Tuesday 18 October 2011

Lab time I, 18 October 2011

Research into independent projects begin.   We continue to explore the nature of 'the task', how does it differ from an instruction?  how is it related to a larger theme/idea/concept 'methodologically' not just descriptively or demonstratively?   For the purpose of the group's experience, at this stage we are setting general questions about creative processes to prompt work-investigations towards a  pool of shared experiences that will then become specific and individual, some sort of creative-social-research pathogenesis...
I ask them to devise a task, from an idea that is beginning to take shape, or a further development of something from the past two weeks, or a counter proposal....  but they will give the task to another, not explore it themselves.  By asking them to pass the task to someone else I am asking them to stop and consider the language used to set the task (how the choice of words affects this), what the task imposes on the other, what choices it opens up.  Then, to witness the effect of the task as a way to become aware first hand of the relationship of concepts to an immediate practice, to also see the effect the task has on a  'body' (not just see the movement it produces), from this,  only  then elucidate what may be a second stage of development from 'within' so to speak....  Each team works half an hour on each task, before switching....

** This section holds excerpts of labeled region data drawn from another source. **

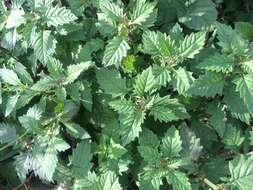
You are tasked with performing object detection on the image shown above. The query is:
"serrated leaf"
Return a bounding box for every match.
[64,61,93,84]
[0,69,22,86]
[217,24,247,55]
[32,30,56,65]
[150,96,189,122]
[72,141,92,177]
[131,0,157,28]
[235,22,253,40]
[109,99,135,115]
[161,126,182,158]
[6,8,26,29]
[99,0,124,21]
[64,122,90,140]
[120,111,145,145]
[224,88,251,124]
[198,53,234,73]
[172,68,195,95]
[178,32,206,59]
[31,76,56,92]
[74,171,122,190]
[176,0,218,30]
[96,68,127,97]
[222,124,245,149]
[229,155,253,190]
[187,73,224,97]
[1,28,19,50]
[234,74,253,114]
[142,30,175,62]
[241,60,253,74]
[102,37,130,67]
[180,126,203,161]
[0,123,17,144]
[43,6,77,27]
[167,171,192,190]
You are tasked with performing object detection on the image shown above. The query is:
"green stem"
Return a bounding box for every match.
[0,131,28,152]
[203,178,220,190]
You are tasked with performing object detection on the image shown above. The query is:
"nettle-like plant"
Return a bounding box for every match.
[0,0,253,190]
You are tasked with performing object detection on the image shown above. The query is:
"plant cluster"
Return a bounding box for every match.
[0,0,253,190]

A bit of all this is allowing ourselves to be lost...so as to enter fully into this idea of the re-search... and its consequent find.... both objet -- sujet trouvee....  at the end...origin.


As a challenge, for the final stage, I ask them to bring the evolution of the task back to themselves, to be the agents of the second stage of evolution but taking the information from the previous stage to bear upon it,.  That is we are dealing with issues of methodology not of aesthetic judgement, the point is not to do the task as I would have wanted it to happen, but to allow the clarifications/modifications to take us somewhere new, perhaps....to take us to further understand how we are beginning to articulate both physically and conceptually a process...that is important, we are not dealing with 'style', but of method of practice, these are related but not the same, a distinction missed in all aspects of choreography from criticism to pedagogy...

Towards the end as 'homework' for Thursday's session, we try to connect to some of the issues of session 1.  Then we look at 'yesterday bearing upon today'.  Today we are looking at how 'today bears upon tomorrow'.  Again, may seem simplistic  but  is actually  at the heart of the intentional arch that has been the subject of so much dance phenomenology debates and an inevitable/necessary question if one wants to reflect on an emerging method of practice.